A reconciliation of the federal statutory tax rate to Staples' effective tax rate on income from continuing operations is
as follows:
2013 2012 2011
Federal statutory rate 35.0% 35.0% 35.0%
State effective rate, net of federal benefit 2.6 12.1 2.6
Effect of foreign taxes (7.8)(3.3)(5.1)
Tax credits (0.4)(0.8)(0.5)
Italian tax refund (previously deemed uncollectible) (1.4)
Goodwill impairment 82.5
Change in valuation allowance 3.8 37.1 0.5
Other 0.3 (2.0) 1.5
Effective tax rate 33.5% 160.6% 32.6%
The effective tax rate in any year is impacted by the geographic mix of earnings. Additionally, certain foreign operations
are subject to both U.S. and foreign income tax regulations, and as a result, income before tax by location and the components of
income tax expense by taxing jurisdiction are not directly related. The 2012 effective tax rate was unfavorably impacted by the
goodwill impairment charges recorded in 2012 relating to the Company's Europe Retail and Europe Catalog reporting units (see
Note C - Goodwill and Long-Lived Assets).
The tax impact of the unrealized gain or loss on instruments designated as hedges of net investments in foreign subsidiaries
is reported in accumulated other comprehensive loss in stockholders' equity.

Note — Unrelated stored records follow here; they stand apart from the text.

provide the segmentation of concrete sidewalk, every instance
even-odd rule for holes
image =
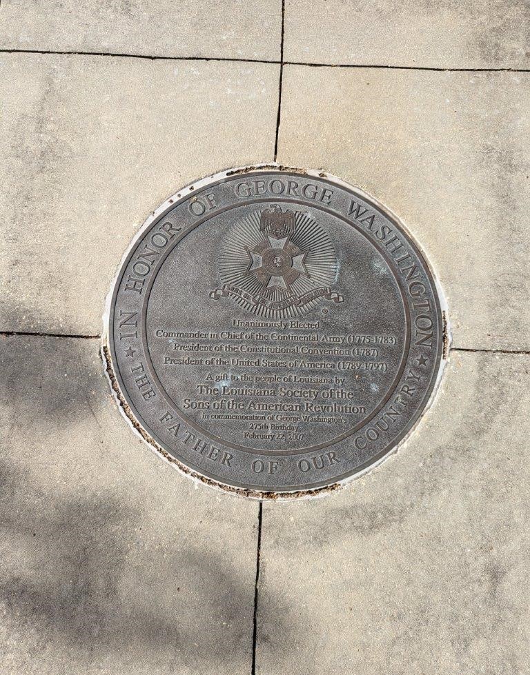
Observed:
[[[1,0],[2,672],[529,671],[529,20],[507,0]],[[133,435],[99,338],[150,210],[273,161],[404,221],[453,349],[395,457],[261,505]]]

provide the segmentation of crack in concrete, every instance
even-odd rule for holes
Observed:
[[[278,88],[278,113],[276,116],[276,135],[274,140],[274,161],[278,156],[278,134],[282,119],[282,89],[284,79],[284,34],[285,26],[285,0],[282,0],[282,40],[279,44],[279,83]]]
[[[259,585],[259,563],[262,555],[262,525],[263,523],[263,502],[259,502],[257,512],[257,547],[256,550],[256,581],[254,586],[254,623],[252,636],[252,675],[256,675],[256,647],[257,645],[257,601]]]

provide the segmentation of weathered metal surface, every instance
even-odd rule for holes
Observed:
[[[148,220],[110,297],[108,363],[137,430],[262,496],[332,489],[428,404],[446,316],[396,219],[323,173],[246,168]]]

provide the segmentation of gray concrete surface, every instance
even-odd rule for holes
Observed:
[[[276,0],[2,0],[0,48],[275,60],[281,32]]]
[[[288,66],[282,103],[278,161],[399,215],[442,282],[455,346],[530,350],[530,74]]]
[[[529,671],[527,6],[284,4],[314,67],[223,61],[279,59],[281,1],[1,0],[2,674]],[[405,222],[455,341],[396,456],[260,520],[132,434],[81,336],[151,209],[276,145]]]
[[[529,369],[453,352],[397,455],[328,499],[265,505],[259,672],[529,672]]]
[[[525,0],[286,0],[285,59],[438,68],[527,68]]]
[[[0,54],[0,330],[98,334],[150,210],[273,159],[279,68]]]
[[[98,349],[1,339],[0,670],[247,674],[258,505],[133,435]]]

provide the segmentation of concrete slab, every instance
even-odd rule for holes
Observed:
[[[1,12],[5,49],[279,58],[277,0],[2,0]]]
[[[1,55],[0,330],[99,334],[148,210],[197,178],[273,159],[278,73]]]
[[[322,500],[264,506],[257,672],[529,671],[529,370],[453,352],[397,456]]]
[[[440,68],[529,67],[524,0],[286,0],[286,61]]]
[[[283,85],[278,161],[335,174],[404,221],[455,346],[530,350],[530,74],[288,66]]]
[[[2,672],[247,675],[258,505],[137,439],[98,347],[0,342]]]

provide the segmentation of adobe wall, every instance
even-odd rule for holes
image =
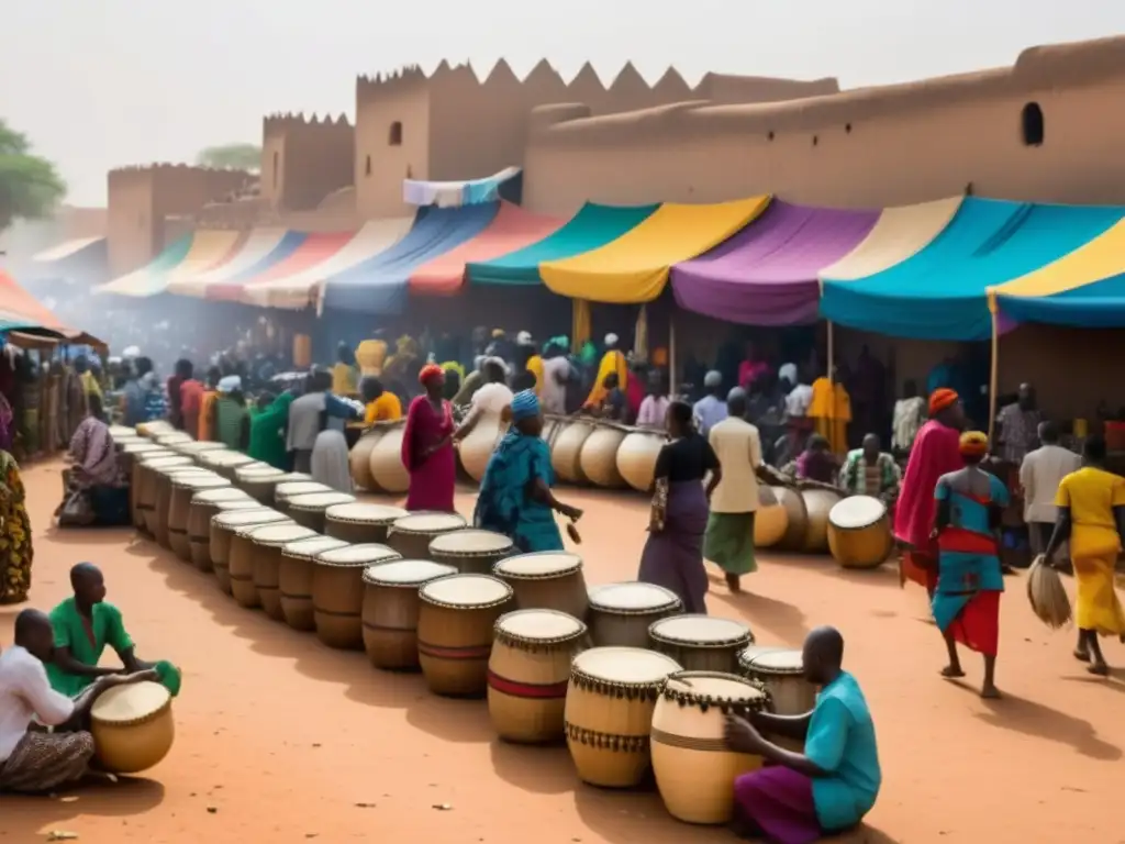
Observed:
[[[879,207],[963,192],[1125,203],[1125,38],[1025,52],[1011,69],[772,105],[686,102],[628,115],[539,109],[524,201],[705,203],[774,192]],[[1036,102],[1045,141],[1028,146]]]

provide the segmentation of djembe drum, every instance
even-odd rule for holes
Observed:
[[[876,568],[893,547],[886,505],[879,499],[853,495],[828,511],[828,549],[844,568]]]
[[[368,504],[359,501],[333,504],[324,511],[324,532],[354,545],[366,542],[386,545],[390,526],[396,519],[406,514],[402,508],[386,504]]]
[[[114,686],[93,701],[90,733],[106,771],[147,771],[168,755],[176,740],[172,695],[160,683]]]
[[[570,663],[586,648],[586,626],[556,610],[501,616],[488,658],[488,716],[508,742],[546,744],[565,735]]]
[[[654,621],[684,611],[672,590],[655,583],[608,583],[590,590],[590,635],[596,647],[647,648]]]
[[[497,563],[495,573],[514,590],[515,605],[521,610],[558,610],[586,618],[590,595],[577,554],[520,554]]]
[[[363,571],[400,557],[385,545],[349,545],[313,559],[316,638],[331,648],[363,647]]]
[[[492,574],[496,563],[514,547],[503,533],[466,528],[434,537],[428,556],[435,563],[456,566],[461,574]]]
[[[294,630],[316,629],[313,614],[313,560],[316,555],[346,546],[346,542],[331,537],[298,539],[282,546],[278,598],[285,622]]]
[[[672,817],[688,824],[726,824],[738,776],[762,767],[758,755],[728,749],[728,712],[760,712],[760,686],[734,674],[682,671],[669,675],[652,711],[652,773]]]
[[[236,533],[235,537],[238,535]],[[285,621],[281,613],[281,549],[291,542],[316,537],[316,531],[299,524],[264,524],[249,532],[251,545],[250,582],[244,574],[235,572],[234,554],[231,555],[231,589],[234,600],[242,607],[253,608],[261,604],[274,621]],[[244,603],[243,601],[251,603]],[[256,604],[254,603],[256,602]]]
[[[496,620],[512,587],[483,574],[453,574],[418,589],[418,662],[435,694],[483,695]]]
[[[237,530],[259,524],[279,524],[291,521],[285,513],[261,506],[255,510],[231,510],[213,515],[210,523],[212,571],[215,572],[218,587],[228,595],[233,594],[230,559]],[[245,551],[249,553],[249,550],[250,548],[246,547]],[[245,567],[250,572],[254,571],[252,563],[248,563]]]
[[[714,616],[674,616],[648,628],[652,648],[667,654],[687,671],[738,671],[738,652],[754,644],[741,621]]]
[[[418,667],[418,589],[457,574],[429,559],[396,559],[363,569],[363,650],[377,668]]]
[[[618,789],[640,783],[657,694],[681,670],[672,657],[640,648],[592,648],[574,658],[564,720],[583,782]]]
[[[435,537],[464,528],[465,519],[457,513],[410,513],[390,526],[387,545],[403,559],[429,559],[430,542]]]

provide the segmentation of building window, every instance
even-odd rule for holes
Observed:
[[[1024,106],[1023,119],[1024,146],[1043,145],[1043,109],[1038,102]]]

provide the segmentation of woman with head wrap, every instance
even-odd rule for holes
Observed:
[[[452,513],[457,459],[453,408],[442,398],[446,374],[436,363],[428,363],[418,381],[425,393],[411,402],[403,432],[403,465],[411,476],[406,509]]]
[[[555,512],[577,520],[582,511],[551,493],[555,473],[534,392],[518,393],[508,412],[512,427],[488,459],[474,523],[511,537],[525,554],[562,550]]]
[[[965,466],[942,475],[934,491],[938,565],[933,609],[950,654],[942,675],[965,675],[957,656],[960,643],[984,657],[981,697],[998,698],[994,672],[1004,574],[997,533],[1008,487],[980,468],[988,437],[980,431],[963,433],[958,449]]]
[[[964,421],[960,396],[952,389],[934,390],[929,397],[929,421],[915,438],[894,506],[894,538],[906,547],[900,580],[925,586],[930,595],[937,587],[937,544],[932,539],[934,490],[942,475],[964,466],[961,457]]]

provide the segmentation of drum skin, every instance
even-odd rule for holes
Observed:
[[[559,481],[568,484],[584,484],[588,478],[582,473],[579,456],[586,438],[594,432],[594,423],[585,419],[559,422],[551,446],[551,468]]]
[[[468,476],[478,484],[485,476],[488,458],[496,449],[501,431],[506,429],[507,425],[501,421],[498,414],[482,413],[472,430],[469,431],[469,436],[461,440],[459,449],[461,466]]]
[[[620,425],[597,425],[583,441],[578,467],[591,483],[606,490],[620,490],[626,481],[618,472],[618,449],[627,431]]]
[[[405,422],[386,428],[386,433],[371,448],[368,466],[371,469],[371,481],[384,492],[397,495],[411,488],[411,476],[403,466]]]
[[[773,548],[789,530],[789,511],[768,486],[758,488],[758,511],[754,514],[754,546]]]
[[[664,431],[648,428],[633,430],[618,447],[618,474],[637,492],[647,493],[652,488],[656,458],[667,442]]]
[[[777,548],[785,551],[799,551],[804,548],[804,532],[809,526],[809,511],[804,506],[804,497],[796,490],[790,490],[786,486],[771,486],[770,488],[789,515],[785,521],[785,536],[777,544]]]
[[[176,740],[172,698],[159,683],[115,686],[94,701],[90,733],[98,760],[110,773],[147,771],[160,764]]]
[[[824,554],[828,550],[828,512],[840,500],[840,495],[828,490],[802,490],[801,497],[804,499],[804,509],[809,513],[803,550]]]

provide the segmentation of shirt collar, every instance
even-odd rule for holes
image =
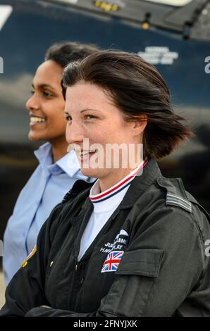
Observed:
[[[35,155],[38,159],[44,171],[52,174],[58,174],[64,172],[69,177],[73,177],[80,170],[79,161],[73,150],[67,153],[64,156],[54,163],[52,158],[52,146],[49,142],[47,142],[37,150]]]
[[[147,164],[147,160],[143,161],[139,166],[132,170],[130,174],[123,178],[120,182],[115,184],[106,191],[101,192],[99,182],[97,180],[91,188],[89,199],[92,203],[97,204],[105,200],[110,199],[125,190],[128,186],[130,186],[137,175],[140,175],[143,172],[143,168]]]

The Company operates in multiple jurisdictions and could be subject to audit in these jurisdictions. These audits can
involve complex issues that may require an extended period of time to resolve and may cover multiple years. In the Company's
opinion, an adequate provision for income taxes has been made for all years subject to audit.

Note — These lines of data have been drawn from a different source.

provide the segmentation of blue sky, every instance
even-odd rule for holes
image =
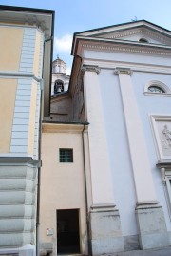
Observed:
[[[171,0],[0,0],[1,5],[55,10],[54,59],[68,68],[74,32],[130,22],[137,17],[171,30]]]

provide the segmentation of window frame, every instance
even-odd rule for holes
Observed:
[[[158,88],[161,88],[163,90],[163,93],[158,93],[158,92],[149,92],[148,89],[151,86],[156,86]],[[144,86],[144,95],[146,96],[171,96],[171,91],[170,89],[163,83],[158,80],[151,80],[148,81]]]
[[[59,148],[59,162],[73,163],[73,148]]]

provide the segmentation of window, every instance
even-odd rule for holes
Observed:
[[[145,38],[140,38],[139,42],[140,43],[148,43],[148,40],[146,40]]]
[[[148,87],[148,92],[150,92],[150,93],[159,93],[159,94],[165,93],[165,91],[162,88],[161,88],[161,87],[159,87],[157,85],[149,86]]]
[[[60,148],[59,149],[59,161],[60,162],[73,162],[73,149],[72,148]]]
[[[148,81],[144,86],[144,93],[148,96],[170,96],[170,89],[163,83],[158,80]]]
[[[54,83],[54,94],[60,94],[64,92],[64,82],[62,80],[56,80]]]

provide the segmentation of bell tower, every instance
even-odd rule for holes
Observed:
[[[68,89],[69,75],[66,74],[66,64],[57,56],[52,63],[51,95],[65,93]]]

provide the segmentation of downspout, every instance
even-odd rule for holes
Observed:
[[[85,138],[84,133],[86,124],[82,130],[82,145],[83,145],[83,162],[84,162],[84,178],[85,178],[85,197],[86,197],[86,228],[87,228],[87,243],[88,243],[88,255],[92,255],[92,245],[90,236],[90,223],[89,223],[89,211],[88,211],[88,198],[87,198],[87,182],[86,182],[86,156],[85,156]]]
[[[49,37],[48,39],[44,41],[44,51],[45,53],[45,44],[48,41],[52,42],[53,37]],[[43,56],[43,65],[42,65],[42,77],[44,76],[44,60],[45,56]],[[50,67],[51,69],[51,67]],[[38,167],[38,175],[37,175],[37,211],[36,211],[36,256],[40,255],[40,181],[41,181],[41,149],[42,149],[42,112],[43,112],[43,93],[44,93],[44,84],[43,79],[40,82],[40,114],[39,114],[39,160],[41,162]]]
[[[39,116],[39,160],[37,174],[37,211],[36,211],[36,256],[40,255],[40,181],[41,181],[41,148],[42,148],[42,99],[43,99],[43,80],[40,83],[40,116]]]

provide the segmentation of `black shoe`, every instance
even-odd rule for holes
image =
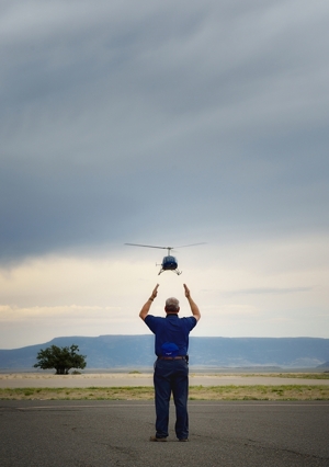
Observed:
[[[149,441],[167,441],[167,437],[150,436]]]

Income tax payments were $265.9 million, $402.9 million and $308.9 million during 2013, 2012 and 2011, respectively.
Income taxes have not been provided on the undistributed earnings of the Company's foreign subsidiaries presented in
continuing operations of approximately $604 million because such earnings are considered to be indefinitely reinvested in the
business. The determination of the amount of the unrecognized deferred tax liability related to the undistributed earnings is not
practicable because of the complexities associated with its hypothetical calculation.
Uncertain Tax Positions
At February 1, 2014, the Company had $281.0 million of gross unrecognized tax benefits, of which $266.0 million, if
recognized, would affect the Company's tax rate. At February 2, 2013, the Company had $254.7 million of gross unrecognized
tax benefits, of which $242.9 million, if recognized, would affect the Company's tax rate. The Company does not reasonably
expect any material changes to the estimated amount of liability associated with its uncertain tax positions through fiscal 2014.